Previously, it was reported that Dcr2 also acts antiviral by mediating a signaling pathway that results in the expression of Vago and activates the antiviral Jak-STAT pathway; thereby inhibiting WNV infection in Culex-derived cells [24]. Knockout of Dcr2 would therefore affect two separate antiviral pathways, in contrast to Ago2 knockout. However, the involvement of Vago through Dcr2 activity are an unlikely explanation for the observed results of ZIKV in Ago2 knockout versus Dcr2 knockout cells, as recent results have shown that virus infection is unable to induce Vago expression in Ae. aegypti-derived cells [54].

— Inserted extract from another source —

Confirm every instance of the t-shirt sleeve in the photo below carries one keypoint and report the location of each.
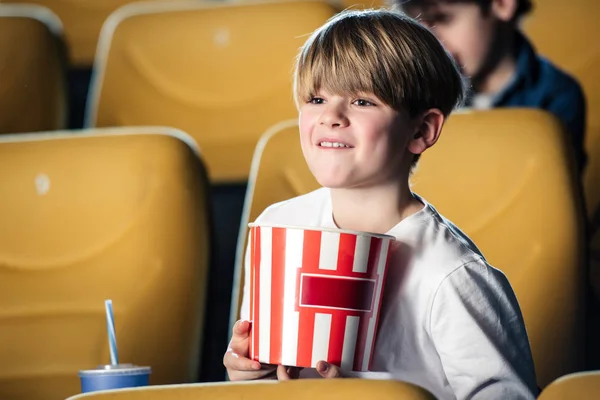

Similarly to SFV, more PCLV and CFAV specific small RNAs were detected in the Ago2 knockout cells compared to controls. This suggests that the antiviral activity of Ago2 is not only effective against acute infections, such as SFV, but also persistent infections. However, it is yet to be verified if an increase in titer for both PCLV and CFAV is observed within AF525 cells. Further experiments are needed to verify this. However, vsiRNAs against PCLV and CFAV showed an increase in treated AF5 cells, suggesting methylation and biological activity of the vast majority of them. In contrast, SFV4 specific vsiRNAs decreased, indicating that a lower percentage of them were methylated and thereby biologically active. Overall, a higher proportion of PCLV-specific vsiRNAs were detected in AF525 compared to AF5 cells. Whether this points towards Ago2-independent methylation of 21 nt vsiRNAs derived from the S- and M-segment, while those derived from the L-segment are methylated in an Ago2 dependent manner, remains elusive. It is currently unknown if the lower expression rate of the L-segment could have attributed to the production of less dsRNA substrate. This is yet to be investigated.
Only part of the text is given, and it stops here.